Mit großer Kunstfertigkeit bindet Regisseur Daldry in den ersten Minuten die drei Geschichten zusammen, die „The Hours“ erzählen wird. Er schneidet zwischen drei Welten hin und her, dem Los Angeles des Jahres 1951, dem New York der Gegenwart und dem Jahr 1942, in dem Virginia Woolf Selbstmord begeht. Dreimal ein Blumenkauf, dreimal dieselbe Bewegung, mit der im schnellen Hintereinander filmischer Beinahe-Gleichzeitigkeit Blumen in eine Vase gestellt werden. Äußerst durchlässig sind die Membranen zwischen den Welten, die Kamera, der Blick des Betrachters gleiten hinüber von der einen Seite zur anderen, schwerelos, famos unterstützt noch vom verlässlichsten Schmiermittel, das an zeitgenössischer Soundtrack-Musik zu haben ist, den hypnotischen Minimalklängen von Philip Glass, sehr klavierlastig diesmal, aber erfolgreich in der Produktion einer Atmosphäre, die durch alle drei ineinander geschalteten Teile von „The Hours“ hindurchweht.

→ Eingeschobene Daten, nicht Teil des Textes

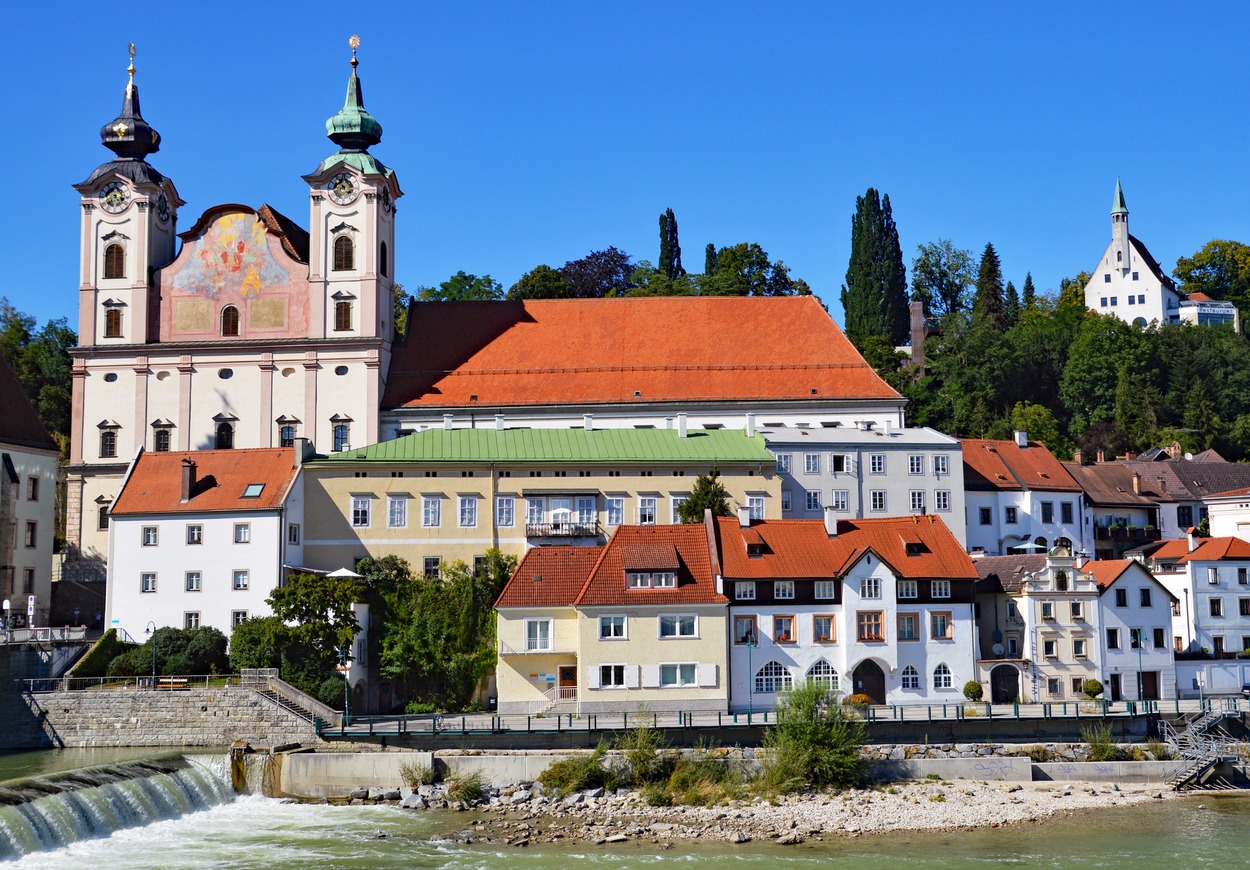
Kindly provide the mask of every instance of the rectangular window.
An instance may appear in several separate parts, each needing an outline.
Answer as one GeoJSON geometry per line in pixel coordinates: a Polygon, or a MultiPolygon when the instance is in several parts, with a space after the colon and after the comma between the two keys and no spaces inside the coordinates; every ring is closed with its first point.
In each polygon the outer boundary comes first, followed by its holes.
{"type": "Polygon", "coordinates": [[[501,495],[495,499],[495,524],[510,529],[516,524],[516,499],[501,495]]]}
{"type": "Polygon", "coordinates": [[[372,499],[352,496],[352,528],[369,528],[369,505],[372,499]]]}
{"type": "Polygon", "coordinates": [[[820,510],[820,490],[809,489],[807,491],[806,506],[809,511],[820,510]]]}
{"type": "Polygon", "coordinates": [[[1211,635],[1211,646],[1213,648],[1212,651],[1217,656],[1224,655],[1224,636],[1219,634],[1211,635]]]}
{"type": "Polygon", "coordinates": [[[990,512],[990,509],[987,507],[977,508],[977,520],[983,526],[993,525],[994,515],[990,512]]]}
{"type": "Polygon", "coordinates": [[[204,527],[201,525],[188,525],[187,526],[188,546],[195,546],[196,544],[202,544],[202,543],[204,543],[204,527]]]}
{"type": "Polygon", "coordinates": [[[656,523],[655,499],[642,496],[638,499],[638,525],[654,526],[656,523]]]}
{"type": "Polygon", "coordinates": [[[916,598],[920,594],[920,584],[915,580],[898,581],[898,597],[899,598],[916,598]]]}
{"type": "Polygon", "coordinates": [[[755,600],[755,581],[738,580],[734,583],[734,599],[737,601],[755,600]]]}
{"type": "Polygon", "coordinates": [[[1084,604],[1084,602],[1081,602],[1081,601],[1073,601],[1073,602],[1071,603],[1071,608],[1072,608],[1072,621],[1073,621],[1073,622],[1082,622],[1082,621],[1084,621],[1084,619],[1085,619],[1085,604],[1084,604]]]}
{"type": "Polygon", "coordinates": [[[1042,641],[1042,656],[1048,659],[1056,658],[1059,655],[1059,643],[1053,640],[1042,641]]]}
{"type": "Polygon", "coordinates": [[[107,531],[109,527],[109,506],[107,504],[100,505],[96,509],[95,527],[99,531],[107,531]]]}
{"type": "Polygon", "coordinates": [[[1055,602],[1043,601],[1042,602],[1042,619],[1053,620],[1054,618],[1055,618],[1055,602]]]}
{"type": "Polygon", "coordinates": [[[232,628],[238,628],[240,625],[242,625],[245,622],[247,622],[246,610],[230,611],[230,625],[232,628]]]}
{"type": "Polygon", "coordinates": [[[951,458],[945,453],[939,453],[933,457],[933,473],[949,474],[951,469],[951,458]]]}
{"type": "MultiPolygon", "coordinates": [[[[155,546],[156,546],[156,540],[157,540],[157,538],[156,538],[156,526],[144,526],[144,527],[143,527],[143,546],[145,546],[145,547],[155,547],[155,546]]],[[[30,540],[27,540],[27,541],[26,541],[26,546],[28,546],[28,547],[33,547],[33,546],[34,546],[34,544],[33,544],[30,540]]]]}
{"type": "Polygon", "coordinates": [[[949,613],[929,614],[929,637],[934,640],[951,640],[955,636],[955,624],[949,613]]]}
{"type": "Polygon", "coordinates": [[[421,570],[426,577],[437,580],[443,576],[443,557],[426,556],[421,563],[421,570]]]}
{"type": "Polygon", "coordinates": [[[660,617],[660,637],[698,637],[698,620],[691,615],[660,617]]]}
{"type": "Polygon", "coordinates": [[[695,685],[696,666],[693,664],[660,665],[660,688],[695,685]]]}
{"type": "Polygon", "coordinates": [[[1120,629],[1118,628],[1107,629],[1107,649],[1119,649],[1119,648],[1120,648],[1120,629]]]}
{"type": "Polygon", "coordinates": [[[624,665],[599,665],[599,688],[623,689],[625,687],[624,665]]]}
{"type": "Polygon", "coordinates": [[[911,491],[911,512],[914,514],[924,513],[924,490],[913,489],[911,491]]]}
{"type": "Polygon", "coordinates": [[[1059,520],[1060,522],[1072,523],[1072,502],[1065,501],[1059,504],[1059,520]]]}
{"type": "Polygon", "coordinates": [[[951,491],[949,489],[939,489],[933,493],[933,508],[939,511],[951,509],[951,491]]]}
{"type": "MultiPolygon", "coordinates": [[[[1134,273],[1133,273],[1133,280],[1134,280],[1134,281],[1136,281],[1136,280],[1137,280],[1137,273],[1136,273],[1136,272],[1134,272],[1134,273]]],[[[1132,297],[1129,297],[1129,298],[1131,299],[1132,297]]],[[[1138,298],[1138,299],[1141,299],[1141,300],[1145,300],[1145,298],[1146,298],[1146,297],[1145,297],[1145,296],[1138,296],[1137,298],[1138,298]]],[[[1143,303],[1142,303],[1142,304],[1145,304],[1145,303],[1144,303],[1144,301],[1143,301],[1143,303]]]]}
{"type": "Polygon", "coordinates": [[[1187,531],[1194,524],[1194,509],[1192,505],[1183,504],[1176,509],[1176,524],[1181,527],[1181,531],[1187,531]]]}
{"type": "Polygon", "coordinates": [[[847,513],[851,509],[851,493],[845,489],[833,491],[833,509],[839,513],[847,513]]]}
{"type": "Polygon", "coordinates": [[[1140,589],[1140,590],[1138,590],[1138,592],[1139,592],[1139,594],[1141,595],[1141,606],[1142,606],[1142,607],[1149,607],[1149,606],[1150,606],[1150,590],[1149,590],[1149,589],[1140,589]]]}
{"type": "Polygon", "coordinates": [[[837,594],[837,583],[834,580],[817,580],[812,584],[812,592],[817,599],[832,601],[837,594]]]}
{"type": "Polygon", "coordinates": [[[460,528],[477,528],[477,496],[460,496],[460,528]]]}
{"type": "Polygon", "coordinates": [[[139,575],[139,591],[155,592],[156,591],[156,574],[140,574],[139,575]]]}
{"type": "Polygon", "coordinates": [[[386,527],[388,529],[408,527],[408,496],[388,495],[386,497],[386,527]]]}
{"type": "Polygon", "coordinates": [[[794,581],[793,580],[774,580],[773,581],[773,598],[776,598],[779,601],[794,598],[794,581]]]}
{"type": "Polygon", "coordinates": [[[1237,612],[1241,616],[1250,616],[1250,598],[1237,599],[1237,612]]]}
{"type": "Polygon", "coordinates": [[[835,643],[838,639],[836,623],[832,616],[812,617],[812,639],[816,643],[835,643]]]}
{"type": "Polygon", "coordinates": [[[608,508],[608,525],[619,526],[625,522],[625,499],[609,498],[606,502],[608,508]]]}
{"type": "Polygon", "coordinates": [[[1016,508],[1009,507],[1003,513],[1003,522],[1009,526],[1016,524],[1016,508]]]}
{"type": "Polygon", "coordinates": [[[26,478],[26,500],[39,501],[39,478],[26,478]]]}
{"type": "Polygon", "coordinates": [[[1165,649],[1168,645],[1167,632],[1162,628],[1156,628],[1152,633],[1154,634],[1155,649],[1165,649]]]}
{"type": "Polygon", "coordinates": [[[1246,572],[1246,569],[1245,569],[1245,568],[1238,568],[1238,569],[1237,569],[1237,583],[1238,583],[1238,585],[1241,585],[1241,586],[1245,586],[1245,585],[1246,585],[1246,583],[1248,582],[1248,579],[1250,579],[1250,578],[1247,578],[1246,574],[1247,574],[1247,572],[1246,572]]]}
{"type": "Polygon", "coordinates": [[[874,489],[868,493],[868,506],[874,511],[885,510],[885,490],[874,489]]]}
{"type": "Polygon", "coordinates": [[[1129,649],[1142,649],[1146,645],[1146,637],[1140,628],[1130,628],[1128,630],[1129,649]]]}
{"type": "Polygon", "coordinates": [[[573,506],[577,509],[579,525],[593,526],[595,524],[595,497],[593,495],[579,495],[573,506]]]}
{"type": "Polygon", "coordinates": [[[880,598],[881,597],[881,578],[865,577],[859,581],[859,597],[860,598],[880,598]]]}
{"type": "Polygon", "coordinates": [[[1085,641],[1081,640],[1079,637],[1072,640],[1072,658],[1085,658],[1085,641]]]}
{"type": "Polygon", "coordinates": [[[527,652],[550,652],[550,619],[525,620],[525,649],[527,652]]]}
{"type": "Polygon", "coordinates": [[[437,495],[421,496],[421,526],[437,529],[443,524],[443,499],[437,495]]]}
{"type": "Polygon", "coordinates": [[[200,576],[199,571],[187,572],[187,591],[188,592],[199,592],[200,589],[202,588],[202,585],[203,585],[202,578],[200,576]]]}
{"type": "Polygon", "coordinates": [[[832,453],[829,455],[829,470],[834,474],[841,474],[846,471],[847,456],[845,453],[832,453]]]}
{"type": "Polygon", "coordinates": [[[1219,568],[1216,568],[1214,565],[1211,566],[1210,568],[1207,568],[1207,582],[1210,583],[1212,586],[1220,585],[1220,569],[1219,568]]]}
{"type": "Polygon", "coordinates": [[[794,643],[794,617],[773,617],[773,643],[794,643]]]}
{"type": "Polygon", "coordinates": [[[751,519],[764,519],[764,496],[749,495],[747,496],[747,510],[750,511],[751,519]]]}
{"type": "Polygon", "coordinates": [[[525,499],[525,522],[527,525],[542,525],[547,520],[547,500],[535,496],[525,499]]]}
{"type": "Polygon", "coordinates": [[[735,616],[734,617],[734,643],[741,646],[743,644],[755,643],[758,635],[755,633],[755,617],[754,616],[735,616]]]}
{"type": "Polygon", "coordinates": [[[783,514],[788,514],[792,509],[793,508],[790,502],[790,490],[783,489],[781,491],[781,512],[783,514]]]}
{"type": "Polygon", "coordinates": [[[1115,591],[1115,606],[1116,607],[1128,607],[1128,590],[1127,589],[1117,589],[1115,591]]]}
{"type": "Polygon", "coordinates": [[[1112,296],[1112,297],[1111,297],[1111,307],[1112,307],[1112,308],[1115,308],[1115,306],[1116,306],[1116,305],[1118,305],[1118,304],[1119,304],[1119,299],[1118,299],[1117,297],[1115,297],[1115,296],[1112,296]]]}
{"type": "Polygon", "coordinates": [[[248,544],[252,541],[252,526],[250,523],[234,524],[234,542],[236,544],[248,544]]]}
{"type": "Polygon", "coordinates": [[[898,639],[900,641],[920,639],[916,633],[916,614],[900,613],[898,615],[898,639]]]}
{"type": "Polygon", "coordinates": [[[1224,600],[1222,598],[1211,599],[1211,615],[1212,616],[1224,615],[1224,600]]]}
{"type": "Polygon", "coordinates": [[[674,571],[651,572],[651,586],[655,589],[676,589],[677,574],[674,571]]]}
{"type": "Polygon", "coordinates": [[[820,454],[803,454],[803,471],[808,474],[820,474],[820,454]]]}
{"type": "Polygon", "coordinates": [[[599,617],[599,640],[623,640],[625,638],[624,616],[599,617]]]}
{"type": "Polygon", "coordinates": [[[182,614],[182,627],[183,628],[199,628],[200,627],[200,612],[198,610],[191,610],[182,614]]]}
{"type": "Polygon", "coordinates": [[[1008,601],[1007,602],[1007,621],[1015,622],[1019,618],[1020,618],[1020,613],[1016,610],[1016,602],[1008,601]]]}
{"type": "Polygon", "coordinates": [[[861,610],[855,614],[855,636],[861,643],[885,640],[880,610],[861,610]]]}
{"type": "Polygon", "coordinates": [[[924,454],[922,453],[907,454],[907,473],[908,474],[924,474],[924,454]]]}
{"type": "Polygon", "coordinates": [[[884,453],[868,454],[868,473],[869,474],[885,474],[885,454],[884,453]]]}
{"type": "Polygon", "coordinates": [[[677,525],[681,522],[681,506],[684,505],[689,499],[690,496],[688,495],[675,495],[672,497],[672,506],[669,508],[671,513],[668,518],[670,523],[677,525]]]}
{"type": "Polygon", "coordinates": [[[287,524],[286,542],[293,546],[299,546],[299,523],[287,524]]]}
{"type": "Polygon", "coordinates": [[[242,591],[244,589],[247,589],[248,582],[249,582],[249,576],[248,576],[247,571],[235,571],[234,572],[234,588],[236,591],[242,591]]]}
{"type": "Polygon", "coordinates": [[[1042,522],[1053,523],[1055,521],[1055,503],[1053,501],[1042,502],[1042,522]]]}
{"type": "Polygon", "coordinates": [[[1063,680],[1059,677],[1046,678],[1046,694],[1052,698],[1063,697],[1063,680]]]}
{"type": "Polygon", "coordinates": [[[949,580],[930,580],[929,593],[934,598],[950,598],[951,597],[951,581],[949,580]]]}
{"type": "Polygon", "coordinates": [[[790,454],[789,453],[777,454],[777,473],[778,474],[790,473],[790,454]]]}
{"type": "Polygon", "coordinates": [[[102,429],[100,431],[100,458],[117,458],[117,430],[102,429]]]}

Wehen aber ist das falsche Wort, denn im Grunde steht die Luft, bei Woolf in England, im Leben der Laura Brown an der amerikanischen West- und in dem Clarissa Vaughns an Ostküste. Erzählt wird, nach dem Vorbild von Virginia Woolfs Roman „Mrs. Dalloway“ (ursprünglich geplanter Titel: „The Hours“) nur ein Tag aus dem Leben der drei Frauen, an diesem einen Tag jedoch, der Film zitiert es wörtlich, ein ganzes Leben. Sehr treu folgt Daldry da seiner Vorlage, Michael Cunninghams Roman, der mit Variationen und Übernahmen Virginia Woolfs Roman in einem cleveren Pastiche umspielte – und dafür den Pulitzer-Preis erhielt. Clarissa Vaughn (im Film: Meryl Streep) verliert den schwulen Dichter, die Liebe ihres Lebens. Laura Brown (Julianne Moore) entschließt sich eines Nachmittags, ihr Leben, ihre Familie für immer zu verlassen, um nicht im kleinbürgerlichen Alltag zu ersticken. Und Virginia Woolf (Nicole Kidman) schreibt an „Mrs. Dalloway“, geplagt von ihren inneren Dämonen. Es ist im Grunde weniger ein Roman als eine Kollektion dreier motivisch verknüpfter Kurzgeschichten, eine Auswahl prägnanter Ausschnitte aus dem Leben der Hauptfigur an einem Wendepunkt ihres Schicksals.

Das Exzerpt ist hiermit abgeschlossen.